C’est donc un choix lié à la cohérence entre vos deux systèmes de valeurs?

Oui, car c’est selon moi le parti qui a le plus cette vision globale du monde, et sur le long terme. C’est aussi celui qui est le plus ouvert à la diversité, un aspect central pour lequel je me suis toujours beaucoup engagée. C’est véritablement un parti qui m’habite.

L’éthique protestante du travail fonde pour certains réformés leur refus du revenu de base inconditionnel (RBI), soumis au vote le 5 juin. Quelle est votre position?

Je trouve au contraire l'idée du RBI très bonne, mais un aspect manque à la proposition, celui de l'échange. Il est bien de recevoir, mais aussi de donner. J'aurais inscrit une contribution obligatoire au fonctionnement de la société, avec par exemple des heures de travaux d'intérêt général obligatoires. Cela me semblerait plus coopératif.

De 2014 à 2015, vous avez siégé au conseil municipal de Vernier sous la bannière des Verts, pourquoi avoir renoncé à un nouveau mandat?

Même si je reste active chez les Verts, je n'ai pas pu participer à la campagne pour des raisons familiales. Cela montre clairement les limites de l’engagement des femmes en politique, au-delà des questions d’appartenance à telle ou telle communauté religieuse.

C’est-à-dire?

La fameuse quadrature du cercle de la conciliation entre vie professionnelle, vie de famille et engagement dans la société ou en politique. J’estime quant à moi avoir fait ma part et je me concentre désormais sur mon engagement dans l’enseignement, car ce rôle de transmission est pour moi central: quelle société prépare-t-on pour continuer à lutter contre les inégalités sociales et l’exclusion? Voilà ma préoccupation actuelle.
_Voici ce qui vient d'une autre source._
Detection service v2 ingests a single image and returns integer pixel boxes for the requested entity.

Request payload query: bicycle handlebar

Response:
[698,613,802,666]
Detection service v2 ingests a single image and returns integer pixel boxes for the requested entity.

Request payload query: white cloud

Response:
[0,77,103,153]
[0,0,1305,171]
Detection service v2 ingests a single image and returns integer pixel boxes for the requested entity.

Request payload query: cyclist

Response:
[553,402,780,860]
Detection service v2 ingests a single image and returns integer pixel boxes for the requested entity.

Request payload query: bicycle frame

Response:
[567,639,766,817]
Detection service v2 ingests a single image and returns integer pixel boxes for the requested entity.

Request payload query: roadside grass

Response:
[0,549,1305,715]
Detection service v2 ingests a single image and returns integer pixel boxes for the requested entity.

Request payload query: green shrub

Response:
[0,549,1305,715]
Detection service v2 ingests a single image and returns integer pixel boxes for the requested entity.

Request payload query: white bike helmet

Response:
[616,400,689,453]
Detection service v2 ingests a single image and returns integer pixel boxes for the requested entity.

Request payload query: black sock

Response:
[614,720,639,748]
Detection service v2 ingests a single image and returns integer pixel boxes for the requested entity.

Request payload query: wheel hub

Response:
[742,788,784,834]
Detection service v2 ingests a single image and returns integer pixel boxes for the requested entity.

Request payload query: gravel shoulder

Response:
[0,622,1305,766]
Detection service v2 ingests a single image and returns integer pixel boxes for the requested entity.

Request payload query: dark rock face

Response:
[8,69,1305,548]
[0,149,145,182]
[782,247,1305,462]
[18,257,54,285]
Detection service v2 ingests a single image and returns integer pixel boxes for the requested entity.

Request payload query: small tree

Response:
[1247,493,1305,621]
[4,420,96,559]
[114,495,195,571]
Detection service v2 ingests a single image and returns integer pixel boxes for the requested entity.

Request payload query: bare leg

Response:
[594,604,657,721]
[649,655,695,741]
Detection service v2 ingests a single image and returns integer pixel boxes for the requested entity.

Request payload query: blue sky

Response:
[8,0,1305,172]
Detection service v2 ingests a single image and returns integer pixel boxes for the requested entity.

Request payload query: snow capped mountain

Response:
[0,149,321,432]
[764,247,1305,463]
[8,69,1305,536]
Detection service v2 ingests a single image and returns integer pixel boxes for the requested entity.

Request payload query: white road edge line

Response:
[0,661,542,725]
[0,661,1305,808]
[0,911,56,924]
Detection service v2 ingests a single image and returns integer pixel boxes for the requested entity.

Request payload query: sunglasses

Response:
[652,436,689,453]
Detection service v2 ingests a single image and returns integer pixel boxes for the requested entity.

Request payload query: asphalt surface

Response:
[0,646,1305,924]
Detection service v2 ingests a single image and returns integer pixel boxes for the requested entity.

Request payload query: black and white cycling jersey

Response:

En tant que musulmane engagée en politique, vous restez donc une exception…

Oui, hélas, car la communauté musulmane, dans sa majorité, ne s’intéresse pas à la politique. Cela s’explique, car seul un tiers environ des musulmans a le droit de vote en Suisse.

Etes-vous pessimiste sur l’engagement des musulmans en politique?

Non, au contraire. Je fonde beaucoup d’espoirs sur la nouvelle génération de musulmanes et de musulmans, qui ont aujourd’hui entre 20 et 30 ans. Ils sont plus décomplexés, ils ont côtoyé des jeunes non-musulmans qui ont l’habitude de les fréquenter sans préjugés. Ils n’ont donc pas souffert de la même discrimination que leurs aînés. Certes, cela prendra encore un peu de temps, mais je les encourage à se lancer, même si j’aimerais voir davantage de femmes s’engager.